Diabetes and chronic coronary syndrome (CCS) are closely related: approximately one third of patients with CCS are diabetic,1–3 and these patients have had a worse prognosis than patients without diabetes in prior studies.1–3 However, information on long-term follow-up of this population is very limited in Spain. Our objective was to investigate very long-term prognosis in a cohort of patients with diabetes and CCS in day-to-day clinical practice.
The Cardiopatía Isquémica Crónica en CÓRdoba [Chronic Ischaemic Heart Disease in Córdoba] (CICCOR) registry was an observational, prospective, single-centre cohort study with the objective of researching CCS prognosis.3 From 01/02/2000 to 31/01/2004, 1268 consecutive patients with CCS who attended two general cardiology appointments at a tertiary hospital, referred by primary care physicians, from the emergency department or for review following hospitalisation in cardiology or internal medicine were prospectively selected. All CICCOR registry patients with a diagnosis of diabetes mellitus at their baseline visit were selected for this analysis.
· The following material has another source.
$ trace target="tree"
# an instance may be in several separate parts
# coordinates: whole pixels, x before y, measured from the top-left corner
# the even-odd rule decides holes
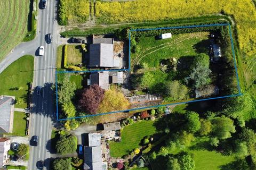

The primary objective of the study was to investigate the very long-term incidence of major adverse cardiovascular events (MACEs) (combined event: infarction, stroke or cardiovascular death), that of each element of the primary objective, the incidence of admissions due to heart failure and overall mortality, as well as factors associated with MACE onset. The study was approved by the local Independent Ethics Committee, and the patients consented to inclusion in the study.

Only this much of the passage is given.